In Iraq, he had to rely on both diplomacy and tough talk as the United Nations tried to find its place after the Iraqi war come close to rendering it obsolete. He had to work with the United States, even while distinguishing the world body from the occupation, unpopular with many Iraqis.

In his last interview published before his death, Vieira de Mello sympathized with Iraqi resentment at having foreign troops on their soil.

"It is traumatic. It must be one of the most humiliating periods in their history. Who would like to see their country occupied? I would not like to see foreign tanks in Copacabana," Vieira de Mello told the Brazilian newspaper Estado de Sao Paulo in an interview published Monday.

Throughout his tenure in Baghdad, he took pains to remind everybody that the United Nations would be in the country long after U.S. forces leave and insisted that the world body -- not the U.S.-led coalition -- should control the spending of Iraqi oil revenues.

"We're truly in a unique situation here," he said of the occupation. "By the usual U.N. standards, this is at best a bizarre situation."

Born in Rio de Janeiro on March 15, 1948, Vieira de Mello studied philosophy at the prestigious Sorbonne University in Paris before embarking on a career in the United Nations, rapidly gaining a reputation as a smooth-talking, hands-on operator.

He joined the U.N. High Commissioner for Refugees in 1969, serving in Bangladesh during its independence in 1971. Following the 1974 Turkish invasion of Cyprus he worked with refugees on the island.

He spent three years in charge of UNHCR operations in Mozambique during the civil war that followed its independence from Portugal in 1975, and three more in military-ruled Peru. He became senior political adviser to the U.N. Interim Force in Lebanon between 1981 and 1983, covering the period when Israel invaded.

Vieira de Mello then returned to the UNHCR, working at its head office in Geneva for 10 years.

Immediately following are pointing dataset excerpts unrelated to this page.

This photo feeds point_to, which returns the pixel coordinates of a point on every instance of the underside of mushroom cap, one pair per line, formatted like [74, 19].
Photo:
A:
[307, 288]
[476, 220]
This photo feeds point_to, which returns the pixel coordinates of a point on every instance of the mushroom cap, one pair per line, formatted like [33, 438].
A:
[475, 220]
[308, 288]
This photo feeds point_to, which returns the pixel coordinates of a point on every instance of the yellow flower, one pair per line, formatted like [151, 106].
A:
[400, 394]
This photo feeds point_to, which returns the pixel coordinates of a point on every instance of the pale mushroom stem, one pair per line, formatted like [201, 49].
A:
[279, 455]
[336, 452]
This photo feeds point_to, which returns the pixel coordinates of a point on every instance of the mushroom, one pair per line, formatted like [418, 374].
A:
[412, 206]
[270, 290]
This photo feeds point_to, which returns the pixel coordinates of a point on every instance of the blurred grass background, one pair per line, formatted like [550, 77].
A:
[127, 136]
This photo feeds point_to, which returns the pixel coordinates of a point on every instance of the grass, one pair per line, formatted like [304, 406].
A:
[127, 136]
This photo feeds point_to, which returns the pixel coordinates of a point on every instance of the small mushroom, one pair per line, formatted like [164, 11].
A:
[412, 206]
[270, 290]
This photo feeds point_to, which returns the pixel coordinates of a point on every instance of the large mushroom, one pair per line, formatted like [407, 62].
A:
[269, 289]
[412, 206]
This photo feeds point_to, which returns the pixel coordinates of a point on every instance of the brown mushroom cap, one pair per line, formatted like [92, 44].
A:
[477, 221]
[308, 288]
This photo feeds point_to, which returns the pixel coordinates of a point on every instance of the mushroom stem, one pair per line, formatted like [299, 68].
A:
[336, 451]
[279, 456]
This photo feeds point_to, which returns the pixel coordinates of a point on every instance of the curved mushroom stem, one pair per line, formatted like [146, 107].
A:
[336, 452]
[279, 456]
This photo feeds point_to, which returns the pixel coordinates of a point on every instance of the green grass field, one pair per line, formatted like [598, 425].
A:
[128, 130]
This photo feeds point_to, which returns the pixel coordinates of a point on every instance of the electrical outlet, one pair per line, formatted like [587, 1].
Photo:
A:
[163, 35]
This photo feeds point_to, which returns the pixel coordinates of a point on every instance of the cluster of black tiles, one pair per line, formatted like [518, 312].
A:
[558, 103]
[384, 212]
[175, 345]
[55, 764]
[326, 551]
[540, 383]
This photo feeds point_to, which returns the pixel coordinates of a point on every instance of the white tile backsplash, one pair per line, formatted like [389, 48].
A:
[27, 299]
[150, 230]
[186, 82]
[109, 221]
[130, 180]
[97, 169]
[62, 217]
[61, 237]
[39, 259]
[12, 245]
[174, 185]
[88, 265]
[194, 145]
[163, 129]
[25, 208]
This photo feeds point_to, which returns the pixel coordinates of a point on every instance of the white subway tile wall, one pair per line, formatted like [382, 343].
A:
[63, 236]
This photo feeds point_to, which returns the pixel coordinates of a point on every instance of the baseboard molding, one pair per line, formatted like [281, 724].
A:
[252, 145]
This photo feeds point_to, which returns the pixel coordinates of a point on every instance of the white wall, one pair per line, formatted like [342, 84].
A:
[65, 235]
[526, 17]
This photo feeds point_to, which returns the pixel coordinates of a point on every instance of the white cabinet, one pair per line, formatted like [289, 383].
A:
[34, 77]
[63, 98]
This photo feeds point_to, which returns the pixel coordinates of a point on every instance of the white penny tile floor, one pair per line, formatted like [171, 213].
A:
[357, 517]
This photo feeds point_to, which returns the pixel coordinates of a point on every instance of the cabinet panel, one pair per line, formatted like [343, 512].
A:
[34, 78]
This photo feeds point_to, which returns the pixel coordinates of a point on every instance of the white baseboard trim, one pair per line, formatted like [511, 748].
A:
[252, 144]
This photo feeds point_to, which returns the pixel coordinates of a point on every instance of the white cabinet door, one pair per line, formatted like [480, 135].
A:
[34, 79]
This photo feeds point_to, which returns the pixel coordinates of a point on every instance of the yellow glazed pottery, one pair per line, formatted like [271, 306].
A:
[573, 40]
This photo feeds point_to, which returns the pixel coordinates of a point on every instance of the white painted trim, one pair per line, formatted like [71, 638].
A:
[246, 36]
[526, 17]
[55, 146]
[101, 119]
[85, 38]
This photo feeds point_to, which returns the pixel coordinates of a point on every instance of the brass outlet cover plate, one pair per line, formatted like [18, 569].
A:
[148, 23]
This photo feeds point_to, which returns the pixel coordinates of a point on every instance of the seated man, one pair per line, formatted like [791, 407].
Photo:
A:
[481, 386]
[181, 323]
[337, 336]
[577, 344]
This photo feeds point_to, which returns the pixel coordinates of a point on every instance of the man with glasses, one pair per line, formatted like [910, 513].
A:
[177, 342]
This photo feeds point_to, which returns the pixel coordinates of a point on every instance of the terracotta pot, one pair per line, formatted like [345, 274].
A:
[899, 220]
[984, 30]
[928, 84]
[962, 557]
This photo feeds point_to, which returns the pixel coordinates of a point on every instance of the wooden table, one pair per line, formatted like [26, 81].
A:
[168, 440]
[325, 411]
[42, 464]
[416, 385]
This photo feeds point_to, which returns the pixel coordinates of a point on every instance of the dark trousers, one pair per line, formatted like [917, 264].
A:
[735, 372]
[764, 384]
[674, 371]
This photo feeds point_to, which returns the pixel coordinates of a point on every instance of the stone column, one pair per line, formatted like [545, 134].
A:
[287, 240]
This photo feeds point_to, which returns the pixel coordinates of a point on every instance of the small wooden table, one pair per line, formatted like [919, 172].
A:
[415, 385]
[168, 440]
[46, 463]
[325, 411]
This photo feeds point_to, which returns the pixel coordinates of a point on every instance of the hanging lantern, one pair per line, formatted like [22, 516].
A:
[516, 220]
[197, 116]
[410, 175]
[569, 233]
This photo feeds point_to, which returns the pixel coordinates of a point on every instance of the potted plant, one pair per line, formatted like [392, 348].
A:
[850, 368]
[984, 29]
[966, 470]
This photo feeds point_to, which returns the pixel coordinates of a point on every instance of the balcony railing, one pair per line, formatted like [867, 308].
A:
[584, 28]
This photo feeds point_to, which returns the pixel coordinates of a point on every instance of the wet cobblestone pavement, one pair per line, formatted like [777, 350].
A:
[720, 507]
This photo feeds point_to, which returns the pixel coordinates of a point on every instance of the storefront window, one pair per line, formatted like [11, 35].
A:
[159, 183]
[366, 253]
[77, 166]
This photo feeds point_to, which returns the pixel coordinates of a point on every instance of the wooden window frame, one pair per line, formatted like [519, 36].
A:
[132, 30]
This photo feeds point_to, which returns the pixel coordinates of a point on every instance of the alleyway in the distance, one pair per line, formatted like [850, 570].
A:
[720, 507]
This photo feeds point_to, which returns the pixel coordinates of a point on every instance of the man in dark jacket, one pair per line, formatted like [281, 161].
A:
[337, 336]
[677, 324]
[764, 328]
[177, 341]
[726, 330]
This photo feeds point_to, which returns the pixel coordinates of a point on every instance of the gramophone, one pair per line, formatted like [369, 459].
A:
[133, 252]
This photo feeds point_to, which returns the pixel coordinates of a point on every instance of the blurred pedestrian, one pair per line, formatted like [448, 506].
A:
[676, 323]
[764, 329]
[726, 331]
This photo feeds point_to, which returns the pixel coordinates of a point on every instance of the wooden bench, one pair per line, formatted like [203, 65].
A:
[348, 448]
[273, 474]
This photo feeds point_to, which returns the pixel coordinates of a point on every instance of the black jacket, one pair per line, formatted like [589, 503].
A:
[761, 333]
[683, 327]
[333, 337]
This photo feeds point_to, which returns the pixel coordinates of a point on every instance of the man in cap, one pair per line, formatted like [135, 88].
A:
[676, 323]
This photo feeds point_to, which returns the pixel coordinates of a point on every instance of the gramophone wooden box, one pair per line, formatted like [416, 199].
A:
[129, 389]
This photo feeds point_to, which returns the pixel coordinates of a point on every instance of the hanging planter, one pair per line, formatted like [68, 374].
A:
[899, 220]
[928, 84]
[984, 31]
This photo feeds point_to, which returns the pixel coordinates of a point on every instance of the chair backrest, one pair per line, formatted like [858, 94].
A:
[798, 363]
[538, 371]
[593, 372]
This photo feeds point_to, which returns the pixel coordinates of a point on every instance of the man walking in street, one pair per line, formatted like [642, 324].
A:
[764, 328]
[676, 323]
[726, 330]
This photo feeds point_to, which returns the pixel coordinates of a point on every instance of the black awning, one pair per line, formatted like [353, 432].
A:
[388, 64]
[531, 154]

The early 1990s found him in Cambodia and then in disintegrating Yugoslavia. After working on the refugee problem in central Africa,he was made assistant high commissioner for refugees in 1996 and he became undersecretary-general in New York two years later.

He was a special U.N. envoy in Kosovo following the U.S.-led bombing raids that broke Serbian control of the Yugoslav province in 1999.

When Indonesia withdrew from East Timor later that year, Vieira de Mello was sent there, gaining widespread praise for overseeing the country's three-year transition to independence.

"You don't change the devastation of 1999 into a Garden of Eden in 2 years," he said. But he said U.N. workers had "laid solid bases for the country to live in peace."

Vieira de Mello was divorced and had two sons. His mother lives in Rio de Janeiro.